KVR Audio

DukeRoodee · Post by **DukeRoodee** » Wed Dec 16, 2009 3:55 pm

Hi all,

i need some advice concerning code optimisation, hopefully somebody here has good C/C++ knowledge and can help me ?

I am developing a VSTi which (basically) works with 1..100(and something) oscillators (sine wave generators which render instruments partials).

I have this code in my sources

for( ii=0; ii<nrOfOscillators; ii++ ) {

//
// render partials signal (not shown here)
// signal = (......)

spsignal += signal;

nDegrees[ii] += nDegreesPerFrame[ii];
if( nDegrees[ii] > 360000 )
nDegrees[ii] -= 360000;
}

where nDegrees[ii] finally gets the current degrees of each single oscillator, so i can render the signal of each partial with something like "sin( nDegrees[ii] / 1000.0)"
I dont count from 0..360 because actually I access a precalculated sine table with 360000 values (i tried also a few other aproaches of calculating/aproximating sine values, but no way... precalculated table is the fastest by now).

So far ... this is not the prob, this works fine.

The problem is that these 3 lines

nDegrees[ii] += nDegreesPerFrame[ii];
if( nDegrees[ii] > 360000 )
nDegrees[ii] -= 360000;

cost me around 8-10% of CPU (on a 2.2Ghz core2duo) when running around 100 oscillators (means, the 3 lines run around 100x for each sampleFrame).

The calculation of the entire signal (with modulators, envelopes, etc., really manymany multiplications) takes LESS CPU than these addition, compare and subtraction.
nDegrees[] and nDegreesPerFrame[] are arrays of double.
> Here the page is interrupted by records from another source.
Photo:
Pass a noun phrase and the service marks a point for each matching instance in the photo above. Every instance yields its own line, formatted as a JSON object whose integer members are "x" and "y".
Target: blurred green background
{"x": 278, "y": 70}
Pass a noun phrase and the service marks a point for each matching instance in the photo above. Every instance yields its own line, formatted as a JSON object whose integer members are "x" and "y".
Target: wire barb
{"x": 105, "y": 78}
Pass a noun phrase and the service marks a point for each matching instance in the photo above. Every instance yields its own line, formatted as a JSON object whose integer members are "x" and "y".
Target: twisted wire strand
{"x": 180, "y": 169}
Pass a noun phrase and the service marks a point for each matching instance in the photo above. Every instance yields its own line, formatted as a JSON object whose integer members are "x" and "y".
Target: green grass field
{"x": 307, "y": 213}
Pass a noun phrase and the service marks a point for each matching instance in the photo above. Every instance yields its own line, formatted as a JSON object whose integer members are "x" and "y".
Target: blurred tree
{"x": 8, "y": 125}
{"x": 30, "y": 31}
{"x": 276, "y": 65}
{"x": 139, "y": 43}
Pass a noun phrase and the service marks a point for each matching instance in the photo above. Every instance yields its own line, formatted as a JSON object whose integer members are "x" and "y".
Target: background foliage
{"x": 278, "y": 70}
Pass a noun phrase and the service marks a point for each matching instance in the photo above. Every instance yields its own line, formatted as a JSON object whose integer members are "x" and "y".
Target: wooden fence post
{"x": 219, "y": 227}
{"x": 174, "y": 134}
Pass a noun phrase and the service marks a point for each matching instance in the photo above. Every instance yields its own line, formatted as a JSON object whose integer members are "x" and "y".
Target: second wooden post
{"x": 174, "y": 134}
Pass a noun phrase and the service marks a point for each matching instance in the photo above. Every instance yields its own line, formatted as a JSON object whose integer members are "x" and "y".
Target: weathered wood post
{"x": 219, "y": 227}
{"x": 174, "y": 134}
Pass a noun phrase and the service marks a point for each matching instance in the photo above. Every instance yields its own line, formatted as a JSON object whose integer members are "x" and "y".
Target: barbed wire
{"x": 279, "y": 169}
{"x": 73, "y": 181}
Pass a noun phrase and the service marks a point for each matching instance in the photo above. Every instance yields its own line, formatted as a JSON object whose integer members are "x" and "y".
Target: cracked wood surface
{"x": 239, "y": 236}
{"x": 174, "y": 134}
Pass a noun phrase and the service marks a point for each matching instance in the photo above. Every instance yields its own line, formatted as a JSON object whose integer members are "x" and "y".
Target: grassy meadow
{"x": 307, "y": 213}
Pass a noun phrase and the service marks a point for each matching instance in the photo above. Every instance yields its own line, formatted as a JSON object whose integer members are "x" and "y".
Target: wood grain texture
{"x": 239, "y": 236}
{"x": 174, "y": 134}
I tried also arrays of int, but no visible improvement.

How could i optimise this loop ? I am not really an expert in writing performant code, so.... somebody an idea ?

Thanks in advance

regards
Rudi

antto · Post by **antto** » Wed Dec 16, 2009 4:07 pm

EDIT: nDegrees is your phase, nDegreesPerFrame is the phase-increment-coefficient, which i also call "omega"
anyway, i see you "wrap" the phase at 36000.0 uh, why is that?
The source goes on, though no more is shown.